E’ meno di un indizio, per carità. Ma quella cronaca, sul Mattino, di un bel po’  dei “ragazzi di De Mita”, come li ha chiamati il giornale napoletano in omaggio al compianto leader della sinistra scudocrociata, riunitisi a Maiori per ricordare orgogliosamente i 40 anni trascorsi dal congresso del movimento giovanile democristiano conclusosi con l’elezione di Renzo Lusetti a segretario -su Luca Danese, nipote di Giulio Andreotti, e un veneto senza molti santi in Paradiso-  mi ha fatto venire il sospetto che anche l’ex ministro della Cultura Dario Franceschini, “artefice” dell’incontro, sia un po’ troppo o tanto deluso dalla politica di questi giorni da rimpiangere il passato. E temo che a creargli tanta delusione contribuisca la segretaria Elly Schlein, che anche lui ha voluto l’anno scorso al Nazareno aspettandosi molto più o di meglio di quanto non stia venendo fuori. Che è un Pd ancora più votato del Movimento 5 Stelle di Giuseppe Conte, sia pure di poco, ma a suo sostanziale rimorchio.

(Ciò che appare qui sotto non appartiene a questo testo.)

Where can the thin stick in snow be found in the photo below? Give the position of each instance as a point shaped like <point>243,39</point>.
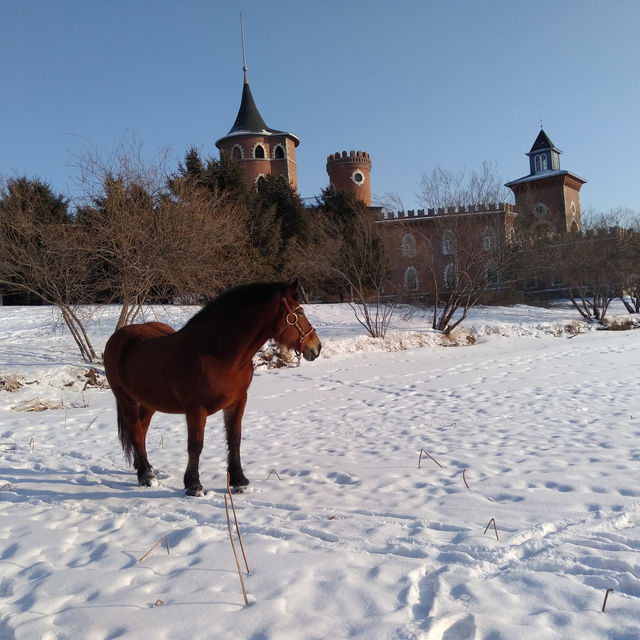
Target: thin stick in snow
<point>235,518</point>
<point>235,553</point>
<point>428,454</point>
<point>494,527</point>
<point>164,539</point>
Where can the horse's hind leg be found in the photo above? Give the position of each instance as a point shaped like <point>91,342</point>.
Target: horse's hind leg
<point>136,419</point>
<point>196,420</point>
<point>233,424</point>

         E’ l’immagine o la sensazione che si è fatta del Pd, confessandola un po’ al Foglio qualche giorno fa, anche l’ex capogruppo al Senato Luigi Zanda, e da cui mi sembra tentato pure Romano Prodi. Che ha recentemente avvertito Conte in persona, in un incontro pubblico, che continuando a tenere col Pd i rapporti attuali, a corrente alternata e ambiguità continua, si sprecheranno le sconfitte del campo a denominazione variabile -lungo, corto, stretto, largo, giusto, eccetera- che quel buontempone di Pier Luigi Bersani, fra mucche che girano per i corridoi del Nazareno e tacchini che saltano sui tetti, vorrebbe intitolare addirittura all”alternativa” a Meloni.

Dalla Gazzetta del Mezzogiorno

         Preoccupazioni per lo stato di salute politica del Pd nelle mani di “una profeta straniera” -l’ha chiamata oggi  Pino Pisicchio  sulla Gazzetta del Mezzogiorno- deve averne anche l’ex presidente della Camera  Casini, che però da ospite come ha accettato di essere, eletto da indipendente nelle liste del Nazareno nella sua Bologna, dove probabilmente verrebbe confermato al Parlamento con qualunque partito gli offrisse un giro in carrozza, cerca educatamente di stare zitto. Ma gestisce con antica astuzia e bonomia democristiana la sua agenda, fra convegni, matrimoni, funerali e quant’altro.

C’era anche lui naturalmente a Maiori: in albergo, al ristorante e in chiesa, dove si è sostituito al sacrestano ed ha raccolto le offerte alla parrocchia. Ah, grande, intramontabile Piefurby, variante ormai storica del Pierferdy derivato americanamente dal Pier Ferdinando dell’anagrafe.

Casini a Maiori

         Se fossi nella Schein, di qualsiasi colore vestita, sarei meno disinvolta e sicura nelle sue epifanie e comincerei a guardarmi intorno con maggiore prudenza in un partito forse troppo affollato di volpi per poterla ancora proteggere a lungo, se qualcuno avesse peraltro davvero la voglia di farlo anche dopo le elezioni europee del 9 giugno, quando sarà il momento di riflettere, quanto meno, sui loro risultati.